ZooKeeper Cluster
This folder contains a Terraform module for running a cluster of Apache ZooKeeper nodes. Under the hood, the cluster is powered by the server-group module, so it supports attaching ENIs and EBS Volumes, zero-downtime rolling deployment, and auto-recovery of failed nodes. This module assumes that you are deploying an AMI that has both ZooKeeper and Exhibitor installed.
Quick start
- See the root README for instructions on using Terraform modules.
- See the zookeeper-cluster example for sample usage.
- See vars.tf for all the variables you can set on this module.

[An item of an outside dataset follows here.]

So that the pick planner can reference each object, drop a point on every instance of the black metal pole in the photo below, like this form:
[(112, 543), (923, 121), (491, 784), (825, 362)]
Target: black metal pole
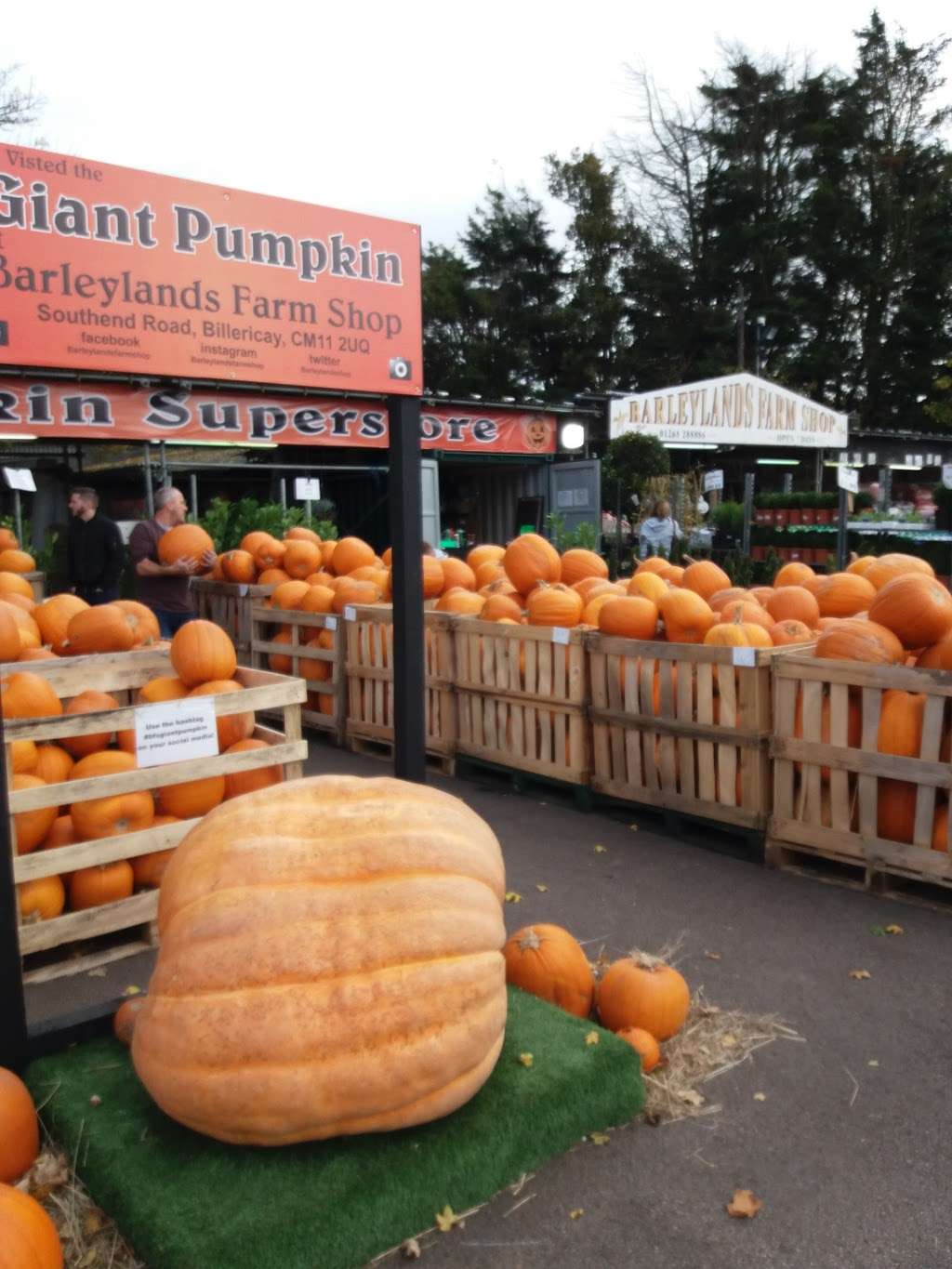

Key considerations for using this module
Here are the key things to take into account when using this module:
- ZooKeeper AMI
- User Data
- Cluster size
- Health checks
- Rolling deployments
- Static IPs and ENIs
- Transaction logs and EBS Volumes
- Exhibitor
- Data backup
ZooKeeper AMI
You specify the AMI to run in the cluster using the ami_id
input variable. We recommend creating a
Packer template to define the AMI with the following modules installed:
- install-oracle-jdk: Install the Oracle JDK.
- install-supervisord: Install Supervisord as a process manager.
- install-zookeeper: Install ZooKeeper.
- install-exhibitor: Install Exhibitor.
- run-exhibitor: Start Exhibitor, which, in turn, will start ZooKeeper.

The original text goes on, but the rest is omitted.